There aren't enough words in the world to begin describing this man. In a mere 40 years of life on this Earth he has influenced it in ways presidents, kings and nobilities of the world couldn't do in two, full lifetimes. There are probably few in this world who haven't at least heard of if not spoken his name at least once in their life. His literary works left an immortal imprint that will be felt for thousands of years to come.

He was a man who lived by his words. He was true to himself and in doing so led a life of near poverty and sometimes devastating poverty. Inflicted upon Poe were hardships to say the least, losing a great love of his life... being a genius who founded science-fiction and detective-fiction and yet hardly being able to sustain enough money for shelter, food and water.

He was born on January 19, 1809 and departed on October 7, 1849. To this day the cause of his death is officially "unknown" though many speculate everything from drinking himself to death to serious illness to murder to suicide. The mystery surrounding his death is fitting a man who was a mystery to the world while alive.

His most recognizable work is "The Raven", a poem published in January 1845. He is coined as a master of gothic-romance, which is a perfect title as his tales of man & woman are dripping with romance overshadowed by the toils of life.
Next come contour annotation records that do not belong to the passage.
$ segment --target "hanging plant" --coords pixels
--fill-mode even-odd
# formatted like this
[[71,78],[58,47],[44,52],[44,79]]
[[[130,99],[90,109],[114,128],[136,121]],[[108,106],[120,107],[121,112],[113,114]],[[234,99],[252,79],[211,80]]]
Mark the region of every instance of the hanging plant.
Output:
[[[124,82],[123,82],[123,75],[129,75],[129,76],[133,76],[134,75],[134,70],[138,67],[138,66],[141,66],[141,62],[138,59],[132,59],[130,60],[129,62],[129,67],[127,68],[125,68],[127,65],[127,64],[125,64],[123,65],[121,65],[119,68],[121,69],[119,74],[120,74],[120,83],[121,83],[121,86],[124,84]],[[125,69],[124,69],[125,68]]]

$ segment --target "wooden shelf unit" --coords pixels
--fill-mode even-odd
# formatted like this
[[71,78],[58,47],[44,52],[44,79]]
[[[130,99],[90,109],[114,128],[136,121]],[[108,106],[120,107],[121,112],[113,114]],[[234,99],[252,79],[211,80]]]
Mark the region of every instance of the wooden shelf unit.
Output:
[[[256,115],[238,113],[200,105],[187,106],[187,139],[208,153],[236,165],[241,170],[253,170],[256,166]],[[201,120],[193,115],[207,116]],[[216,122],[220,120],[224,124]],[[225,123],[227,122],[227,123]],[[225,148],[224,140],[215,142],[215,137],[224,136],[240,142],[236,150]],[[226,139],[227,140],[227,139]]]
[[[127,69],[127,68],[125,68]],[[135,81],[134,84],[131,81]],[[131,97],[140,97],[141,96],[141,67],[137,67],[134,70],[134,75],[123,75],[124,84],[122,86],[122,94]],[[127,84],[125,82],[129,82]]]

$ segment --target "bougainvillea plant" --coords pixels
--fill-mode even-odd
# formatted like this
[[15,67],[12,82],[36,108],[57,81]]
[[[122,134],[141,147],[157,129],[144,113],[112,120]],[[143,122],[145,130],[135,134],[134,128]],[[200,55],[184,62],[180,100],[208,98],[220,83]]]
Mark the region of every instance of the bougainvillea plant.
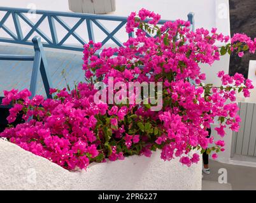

Sadly though Poe was robbed of romance himself as his wife Virginia Clemm died of tuberculosis at age 24 on January 30, 1847. The two had secretly ran off and married on September 22, 1835 when Virginia was only 13. The marriage certificate listed Virginia at age 21. Despite the age difference at the time the family did not object and Poe moved back to Richmond with Virginia and her mother. They had a public marriage ceremony May 16, 1836 in Richmond.

Concerning Poe's writing career it was touch-and-go. He had published works in Philadelphia and Baltimore papers but it was not steady work. He was given a job at the Southern Literary Messenger after being recommended for the job by a fan of Poe, John P. Kennedy, who was a well-connected businessman. He was hired an assistant editor to Thomas White however the job didn't last more than a few weeks after he was fired for unfit behavior (drunkenness). He left Richmond, went back to Baltimore where he married Virginia and returned to Richmond after the secret wedding. He was re-hired by the Southern Literary Messenger and remained there until 1837 during which he increased their circulation 5 times over.

It wasn't until January 29, 1845 that Poe became a household name. "The Raven" debuted in the Evening Mirror and made Poe an overnight sensation. "The Raven" is by far Poe's most recognizable literary work and during his life was was paid on $9 for its print in the Evening Mirror.

Alongside "The Raven" Poe is known for:

"Annabel Lee"
"The Bells"
"The Fall of the House of Usher"
"The Gold-Bug"
"The Haunted Palace"
"The Masque of the Red Death"
"The Murders in the Rue Morgue"
"The Pit and the Pendulum"
"The Premature Burial"
"The Raven"
"The Tell-Tale Heart"

A man of true and pure genius who led a devastatingly difficult life to be able to bring us his words & these legendary offerings... Edgar Allan Poe, one of the greatest contributors whose brief stay on this planet continues to enrich the lives of us all.